One of Canada’s best-known cannabis lawyers is gearing up to launch a court challenge against incoming new federal rules for edibles, extracts, and topicals.
In a phone interview with the Georgia Straight, John Conroy said the looming limits of 10 milligrams of tetrahydrocannabinol (THC) per package of edible cannabis, 10 milligrams of THC per unit of cannabis extracts, and one gram per package of cannabis extracts fall far short of what’s required by some medicinal users.
The prospective case involves an unnamed mother of a young child who requires high-end extracts to treat multiple seizures.
“You’ve got kids with significant medical issues whose parents have got them medically approved for high-end concentrate extracts—and they still won’t be able to get them legally,” Conroy said. “So the government is once again failing to prevent the violation of the constitutional rights of medically approved patients.”
The regulation pursuant to the Cannabis Act takes effect on October 17. Conroy maintained that it will “arbitrarily deprive” medicinal cannabis patients of their right to security of the person, which is guaranteed under Section 7 of the Canadian Charter of Rights and Freedoms.
To illustrate his point, he cited the example of Shawn Davey, whom Conroy represented in the Allard case in the Federal Court of Canada. Many years ago, Davey suffered a permanent brain injury after a motorcycle accident and he has used cannabis since 2002 to relieve pain.
According to the 2016 court ruling, Davey was being prescribed 25 grams per day when he and the other plaintiffs won the right to grow their own weed. He required such a heavy dose because he made cannabis butter for his edibles.
“So if he was doing [legal] edibles, he would have to buy 2,500 packages a day, which is ludicrous,” Conroy said. “He’ll die from the sugar content in the edibles.”
Conroy also assisted lawyer Kirk Tousaw on the landmark Owen Smith case in the Supreme Court of Canada in 2015, which ensured that Canadians were allowed to possess cannabis in any of its forms for their medical situation. But until edibles and extracts are legal in October, they have nowhere to acquire them other than in the underground market unless they grow their own weed.
“Many of them, obviously, can’t make it themselves,” Conroy said. “They’re seriously ill with serious issues.”
Moreover, he suggested that the regulation on edibles and extracts won’t be sufficient to meet the legal standard established in the Owen Smith ruling.
“So there may—in fact, probably will be—an independent case before October 18 that might be filed in Federal Court on that issue,” Conroy said.
Government advised of shortcomings
The federal government is already aware of Conroy’s concerns because he laid them out in an 18-page submission following the unveiling of the regulation for cannabis edibles, extracts, and topicals.
“While the risks may be unique, they surely are not greater than alcohol, tobacco, natural health-care products and prescribed drugs, yet those products do not appear to require anywhere near the same restrictions despite their well-known public health and safety risks,” Conroy wrote. “Further, if the objective is to eliminate the underground market, this objective will not succeed if you propose to unreasonably limit the existing market products through continued prohibition.”
In the submission, Conroy demanded to know the origin of the 10-milligram THC limit.
“While such packages with such low limits should be available for novice and intermittent users to enable them to ‘go slow’,” he stated, “these provisions fail to take into account the requirements of an experienced user, and in particular an experienced chronic user, such as a regular medically approved patient.”
Conroy is also planning a second legal challenge in Federal Court to seek a judicial order that medical dispensaries—including compassion clubs—should be permitted.
‘It will be like Allard—seeking a declaration that medical dispensaries…are part of reasonable access,’ he said.
By pursuing this approach, this would no longer simply be an issue of municipal community safety teams enforcing the will of the provincial distributor or applying municipal zoning rules.
Rather, it would become a matter of federal licensing.

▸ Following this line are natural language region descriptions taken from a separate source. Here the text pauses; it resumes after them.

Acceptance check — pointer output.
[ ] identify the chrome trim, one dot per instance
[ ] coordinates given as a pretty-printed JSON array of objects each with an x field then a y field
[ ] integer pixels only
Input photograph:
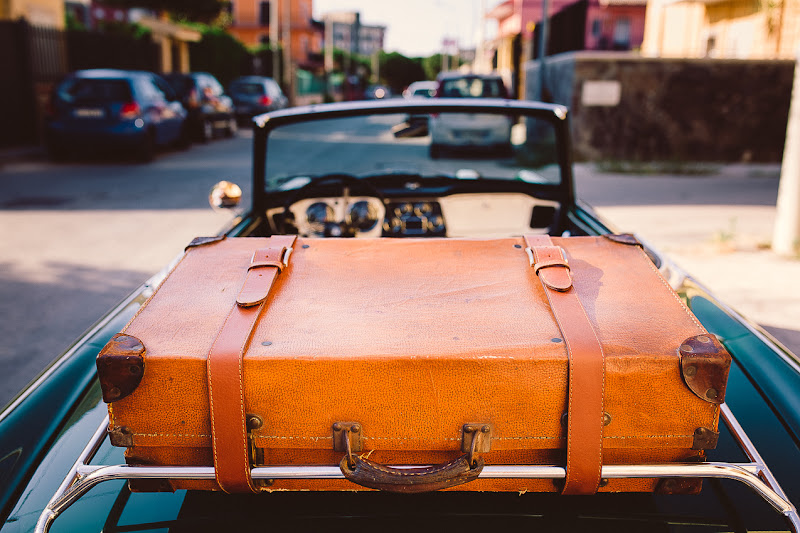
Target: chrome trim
[{"x": 83, "y": 476}]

If this succeeds, Conroy anticipates that growers who have been blocked from obtaining federal producers’ licences might then be permitted to sell cannabis for medical purposes to compassion clubs.

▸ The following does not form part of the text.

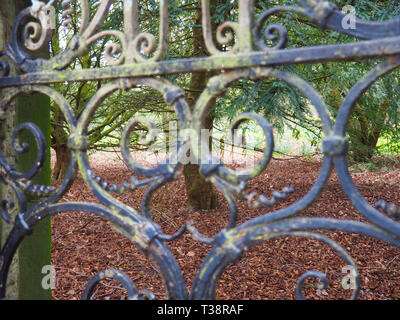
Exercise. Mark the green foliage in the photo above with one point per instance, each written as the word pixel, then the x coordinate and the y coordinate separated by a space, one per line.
pixel 376 114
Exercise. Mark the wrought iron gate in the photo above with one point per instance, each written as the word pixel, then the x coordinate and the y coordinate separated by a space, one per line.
pixel 141 62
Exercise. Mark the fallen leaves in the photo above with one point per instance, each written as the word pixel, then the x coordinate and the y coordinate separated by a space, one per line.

One of his chief concerns is that federal licensing rules are shutting out people with extensive history in cannabis production. In his opinion, that’s only fuelling the underground market rather than diminishing it.
‘They’re still stuck in this attitude that ‘oh, if you have the slightest connection to the cannabis industry in the past, you’re not going to get a security clearance and you’re not going to be able to participate,’ ‘ Conroy said.

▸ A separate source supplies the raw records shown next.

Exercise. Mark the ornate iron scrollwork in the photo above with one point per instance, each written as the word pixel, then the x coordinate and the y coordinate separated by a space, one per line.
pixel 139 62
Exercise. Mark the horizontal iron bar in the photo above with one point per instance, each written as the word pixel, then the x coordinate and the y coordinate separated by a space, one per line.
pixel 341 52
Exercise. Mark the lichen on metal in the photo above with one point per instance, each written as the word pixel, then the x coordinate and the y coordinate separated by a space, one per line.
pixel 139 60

He insisted that a better approach would be to open pathways for these people to enter the industry, just as was done with the Kennedys, Seagrams, and Bronfmans following the end of alcohol prohibition.
That could be accomplished by officials providing licences but warning these applicants that they’re going to have to follow the rules if they want to remain in the business.
‘Take the existing industry and roll it in so it’s not competing with you,’ Conroy advised. ‘They keep saying they’re trying to get rid of the black market but they keep doing things to maintain it—the edibles being the classic example.
‘They delay edibles a year,’ he continued. ‘Then they come up with this ridiculous 10 milligrams [rule]. Where is your head, man? People are just going to keep going to the black market.’